I have to say this is legitimately the first time I've been pissed off at a white belt. There's a new guy, 25ish. Very athletic, played baseball or soccer at a D1 school, forgot which sport.
The first time I rolled with him it was his third class. I let him pass into side control and try to work the choke we were drilling in class that day. Of course I escape. Afterwards he starts going on about how he almost had me. I told him man I let you get that position. He insists he almost had me. I let it go. Whatever.
A couple of days ago. Open mat. I'm playing open guard. I let him take side control and then mount me. Escape, reverse, arm bar. Reset. I catch a triangle. He's getting very frustrated. "Dammit, I fucked up." I say, "Hey, don't worry about it. I screw up 50 times a day. We're not in the finals at the worlds here, we're just playing around." Then I catch him in the exact same triangle, exact same setup. I guess this really pissed him off. We reset, I end up in side control pretty quickly. This is where it goes bad.
I'm inside control and he starts digging his far side thumb into my throat. Hard. From side control obviously I can do the same only much worse. But I just say, "Hey dude, get your thumb out of my throat." He says, "I'm just grabbing your fucking collar." I just get up and walk back to the wall and sit my happy ass down. There's still 3 or 4 minutes left on the clock.
So now I'm wondering what I should do next. Sit him down and tell him basic Jiu-Jitsu courtesy? Get the word around so everyone knows to smash him? I'm kind of thinking next roll with him to just make it suck for 8 minutes. Fist to throat from closed guard, knee on belly, cross face pressure, elbow grinds, chokes on his jaw. Good old Ralph Gracie style.

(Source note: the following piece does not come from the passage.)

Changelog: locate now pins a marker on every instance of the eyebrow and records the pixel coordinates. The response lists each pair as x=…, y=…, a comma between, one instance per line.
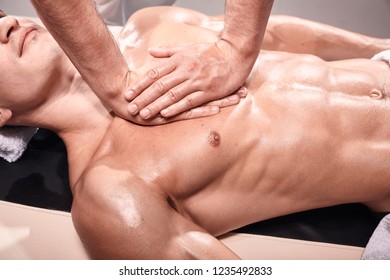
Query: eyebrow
x=2, y=14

I helped to open this academy and am a charter member. Never dealt with this type of asshole before.
Thoughts and suggestions?
I'd start with talking to him, just let him know that pain for the sake of pain doesn't really help anyone and that he needs to check his ego. If he doesn't, then avoid rolling with him and when you do just stay on top and smash him the whole time. In my experience people with attitudes like that rarely last long. Really athletic people are sometimes so used to just being good without effort that a deeply technical sport like BJJ or wrestling (really any combat sport) doesn't seem to give them fast enough reward.